Understanding the latency distribution of cloud object storage systems
Published in Journal of Parallel and Distributed Computing, Volume 128, 2019, Pages 71-83, ISSN 0743-7315, 2019
Recommended Citation: Yi Su, Dan Feng, Yu Hua, Zhan Shi, Understanding the latency distribution of cloud object storage systems, Journal of Parallel and Distributed Computing, Volume 128, 2019, Pages 71-83, ISSN 0743-7315, https://doi.org/10.1016/j.jpdc.2019.01.008.

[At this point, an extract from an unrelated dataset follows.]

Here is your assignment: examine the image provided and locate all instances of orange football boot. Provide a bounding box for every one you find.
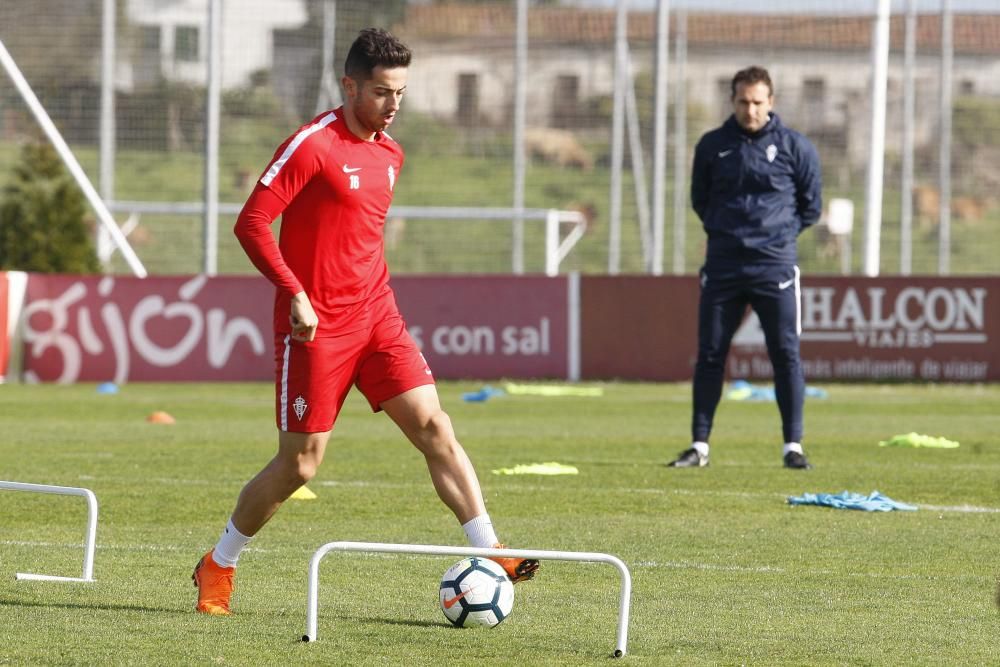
[490,544,538,584]
[191,549,236,616]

Abstract: As a fundamental cloud service, the cloud object storage system stores and retrieves millions or even billions of read-heavy data objects. Serving for a massive amount of requests each day makes the response latency be a vital component of user experiences. Timeout is also a key issue as it has a great impact on the response latency. Due to the lack of suitable understanding on the distribution of the response latency and the occurrence of timeouts, current practice is to use overprovision resources to meet a Service Level Agreement (SLA) on response latency. Hence, firstly, we build a performance model for the cloud object storage system, which assumes no timeout occurring. Our model predicts the percentage of requests meeting an SLA, in the context of complicated disk operations, event-driven programming model and requests waiting for being accept()-ed. Secondly, we propose a method that determines whether or not our model is applicable by predicting the occurrence of timeouts. We evaluate our model with a production system using a real-world trace. In a variety of scenarios, our model reduces the prediction errors by up to 90% compared with baseline models, and its overall average error is 2.63%. Moreover, we could also accurately predict the applicability of our model.